I got to see the Grand Canyon, the dams on the Columbia River, spent 6 weeks adventuring with my 9 year old grandson, got to annoy two of my daughters (LoL), met some amazing people and may be moving back to Oregon for good.
@sarahsandroid
Sounds fantastic! Welcome back to the sunny South. We are FINALLY getting some rain today (30 miles from MGM).
Two weeks. I’ve taken several two-week road trips all over the US and Canada. I developed my road trip habit taking one-week trips.
I’ve gotten to the point where it’s all about the driving, with stops along the way. I drove to Alaska to get my fiftieth state.

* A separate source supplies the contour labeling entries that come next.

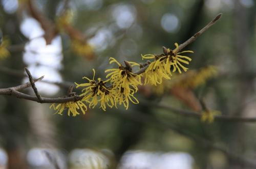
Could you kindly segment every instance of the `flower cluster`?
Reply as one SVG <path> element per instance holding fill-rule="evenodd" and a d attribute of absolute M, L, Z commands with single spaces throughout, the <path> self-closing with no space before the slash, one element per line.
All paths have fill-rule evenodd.
<path fill-rule="evenodd" d="M 103 81 L 100 78 L 98 78 L 98 81 L 94 80 L 95 76 L 95 70 L 93 69 L 93 78 L 90 79 L 87 77 L 83 77 L 83 78 L 86 79 L 89 82 L 76 84 L 76 88 L 86 87 L 82 90 L 83 92 L 80 96 L 83 96 L 82 99 L 82 101 L 85 101 L 89 103 L 89 107 L 94 108 L 98 102 L 100 103 L 100 108 L 102 108 L 103 110 L 105 110 L 108 105 L 110 108 L 114 106 L 114 95 L 110 90 L 106 86 L 105 83 L 109 80 Z"/>
<path fill-rule="evenodd" d="M 144 84 L 157 86 L 162 83 L 163 78 L 170 79 L 172 72 L 175 72 L 178 70 L 179 73 L 181 73 L 181 69 L 185 72 L 187 71 L 188 69 L 182 64 L 188 65 L 188 61 L 191 61 L 191 59 L 180 54 L 194 52 L 191 50 L 186 50 L 179 52 L 179 45 L 177 43 L 175 43 L 175 45 L 176 48 L 173 50 L 163 47 L 163 53 L 160 55 L 141 55 L 142 59 L 155 59 L 155 61 L 150 64 L 144 73 Z"/>
<path fill-rule="evenodd" d="M 83 78 L 86 79 L 87 82 L 75 83 L 77 88 L 83 88 L 82 93 L 80 95 L 80 97 L 82 97 L 80 101 L 60 104 L 56 107 L 54 104 L 52 106 L 57 110 L 58 114 L 60 114 L 65 108 L 68 107 L 68 115 L 71 112 L 73 116 L 78 114 L 76 108 L 82 109 L 81 104 L 79 104 L 81 103 L 87 103 L 89 107 L 92 108 L 99 104 L 99 108 L 103 110 L 105 110 L 107 107 L 112 108 L 115 106 L 117 108 L 118 105 L 121 105 L 127 109 L 130 102 L 134 104 L 139 103 L 139 101 L 134 96 L 138 91 L 138 86 L 147 84 L 157 86 L 162 83 L 163 78 L 170 79 L 172 72 L 178 71 L 181 73 L 181 70 L 185 72 L 187 71 L 188 68 L 183 64 L 188 64 L 188 62 L 191 60 L 181 54 L 193 52 L 190 50 L 179 52 L 178 44 L 175 43 L 175 45 L 176 47 L 173 50 L 164 47 L 163 53 L 160 55 L 142 55 L 142 59 L 155 59 L 154 61 L 148 61 L 143 65 L 124 61 L 123 65 L 114 58 L 110 58 L 110 64 L 115 63 L 118 68 L 105 71 L 105 73 L 108 73 L 105 80 L 102 80 L 101 78 L 95 80 L 95 70 L 93 69 L 92 79 L 83 77 Z M 135 66 L 139 67 L 142 69 L 134 73 L 133 69 Z M 143 80 L 144 82 L 142 83 Z M 109 83 L 108 86 L 107 83 Z"/>
<path fill-rule="evenodd" d="M 109 73 L 106 76 L 110 78 L 110 82 L 113 86 L 112 91 L 115 95 L 115 102 L 119 105 L 123 104 L 128 109 L 129 101 L 134 104 L 139 103 L 139 101 L 134 95 L 138 92 L 138 85 L 141 84 L 141 75 L 133 73 L 132 67 L 140 65 L 132 62 L 124 61 L 126 66 L 121 65 L 113 58 L 110 58 L 110 64 L 115 63 L 119 66 L 118 69 L 110 69 L 105 71 Z"/>
<path fill-rule="evenodd" d="M 70 116 L 70 112 L 71 112 L 73 117 L 79 115 L 77 110 L 80 110 L 84 115 L 86 114 L 86 111 L 87 110 L 87 106 L 80 100 L 76 102 L 70 101 L 66 103 L 59 103 L 56 106 L 53 103 L 50 106 L 50 108 L 52 107 L 54 110 L 57 110 L 55 114 L 60 115 L 62 115 L 62 112 L 65 109 L 68 108 L 68 116 Z"/>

The next year I finished Canada (well, the provinces; I still haven’t been to NWT or Nunavut, but Inuvik is calling me, and I see they’ve finished a road to the Arctic Ocean).
Growing up in Europe, pretty much a standard vacation was two weeks… We might spend a week staying with relatives in Germany or Hungary to cut costs a little and then go exploring elsewhere for a week. In Europe it’s looked on a little strange if you take just a week off or less to go anywhere, as in “what’s the point”…
As an adult living in the US, I would take two weeks off for each of the kids birth… But I wouldnt really call that vacation.
I think in the last 25 years I’ve probably taken a week off twice, maybe three times. Most of my PTO is eaten up doing stuff for the kids or my wife … not actually taking time off.
In 1976, I emptied my bank account and set off on an exploration of the mountains in Utah and Colorado. I came home broke 8 weeks later. It was amazing.
@werehatrack
I bet it’s the vacation you always remember and you had the time of your life.